Chapter 3 discusses the interdependent structure of multi-frame super-resolution, and explores the way errors induced in one part of the problem have coupled effects in the estimation of other components when the registrations and imaging parameters are estimated in a sequential manner before the main image reconstruction is carried out. No other surveys of super-resolution have touched on the way in which different sub-components of the problem interrelate in this way.
In Chapter 4 the question of how to handle the uncertainty in the parameter estimates in order to avoid the errors presented in the previous chapter is answered
with an algorithm for making a simultaneous point estimate all the values concerned: the super-resolution image, geometric and photometric registration parameters, and parameters for a non-Gaussian image prior. The work presented shows that image registration accuracy can be improved by taking the high-resolution image estimate into account, and these improvements are significant enough to be visible easily even on noisy input data from a DVD source.
A second key point in Chapter 4 is that the selection of parameter values for a parametric image prior, such as the Huber-MRF, can be made with reference to the input data. As well as taking another degree of trial-and-error out of the super- resolution problem, the scheme we present avoids the flaw in the cross-validation suggestion of previous authors, because it is handled in the same iterative framework as the image registration, so problems with mis-registered input images, which would cause serious problems for such methods previously, are avoided here.
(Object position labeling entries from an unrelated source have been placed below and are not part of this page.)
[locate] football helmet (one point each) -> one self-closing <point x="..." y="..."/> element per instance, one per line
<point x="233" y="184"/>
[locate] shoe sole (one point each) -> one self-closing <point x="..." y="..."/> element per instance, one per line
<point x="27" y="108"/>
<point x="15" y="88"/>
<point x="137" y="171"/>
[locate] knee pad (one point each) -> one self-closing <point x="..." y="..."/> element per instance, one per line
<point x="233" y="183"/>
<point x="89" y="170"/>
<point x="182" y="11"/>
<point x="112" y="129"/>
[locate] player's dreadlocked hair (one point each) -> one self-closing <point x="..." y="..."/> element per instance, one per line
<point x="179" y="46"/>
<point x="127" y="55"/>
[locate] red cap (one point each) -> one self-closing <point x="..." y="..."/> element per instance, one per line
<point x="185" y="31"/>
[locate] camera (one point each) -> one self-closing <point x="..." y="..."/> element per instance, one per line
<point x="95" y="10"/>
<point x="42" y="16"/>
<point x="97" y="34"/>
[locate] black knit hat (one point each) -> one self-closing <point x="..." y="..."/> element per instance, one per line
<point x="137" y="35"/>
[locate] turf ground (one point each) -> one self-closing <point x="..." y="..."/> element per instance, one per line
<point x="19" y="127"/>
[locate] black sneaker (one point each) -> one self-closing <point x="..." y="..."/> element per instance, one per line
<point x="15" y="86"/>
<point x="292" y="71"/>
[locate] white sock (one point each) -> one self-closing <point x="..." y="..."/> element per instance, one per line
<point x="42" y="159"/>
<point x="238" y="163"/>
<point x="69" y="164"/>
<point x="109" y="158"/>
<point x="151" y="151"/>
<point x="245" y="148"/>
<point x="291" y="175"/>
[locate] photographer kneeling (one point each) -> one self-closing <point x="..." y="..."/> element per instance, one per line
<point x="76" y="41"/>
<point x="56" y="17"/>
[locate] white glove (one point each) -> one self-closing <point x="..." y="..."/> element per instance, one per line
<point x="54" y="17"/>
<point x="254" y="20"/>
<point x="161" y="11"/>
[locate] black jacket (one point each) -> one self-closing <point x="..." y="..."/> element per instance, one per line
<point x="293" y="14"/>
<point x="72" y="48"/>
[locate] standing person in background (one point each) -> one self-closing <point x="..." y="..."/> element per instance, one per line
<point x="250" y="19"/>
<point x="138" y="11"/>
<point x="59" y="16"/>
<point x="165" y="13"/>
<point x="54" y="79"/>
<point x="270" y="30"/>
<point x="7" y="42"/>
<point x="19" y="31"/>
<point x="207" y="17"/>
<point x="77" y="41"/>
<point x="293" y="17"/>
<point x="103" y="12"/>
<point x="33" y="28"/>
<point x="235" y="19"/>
An alternative answer to the question of handling uncertainty in the parameter estimates is presented in Chapter 5, which takes the Bayesian approach of integrating uncertainty out of the problem. We propose a scheme for marginalizing over residual uncertainty in the registrations, leaving an objective function that can be optimized directly with respect to the variables of interest, which are the intensity values of the super-resolution image pixels. As in the previous chapter, the approach is successful because it considers the super-resolution problem as a whole. In addition to the registration parameters estimated in the previous chapter, some slight improvement is also shown here in marginalizing over the parameter governing the point-spread function size. On the theme of correct choices of image priors, this method also shows an additional advantage over previous Bayesian super-resolution techniques because where they are limited to Gaussian priors for reasons of tractability, this
marginalization is viable for a wide range of image priors, including, but not limited to, Huber-MAP and texture-based priors.
Finally, Chapter 6 explores the possibilities of using image patches to improve the prior term in the MAP approach. Patches have been popular in single-image super- resolution methods, and the approach here shows how the patch-based methods can be brought into multi-frame super-resolution problems. In this work, we take the particular case of highly-textured scenes and show how a prior based on samples from images known to have similar textures to the target high-resolution image can be used to achieve a very significant improvement in output image quality over standard “smoothness” priors.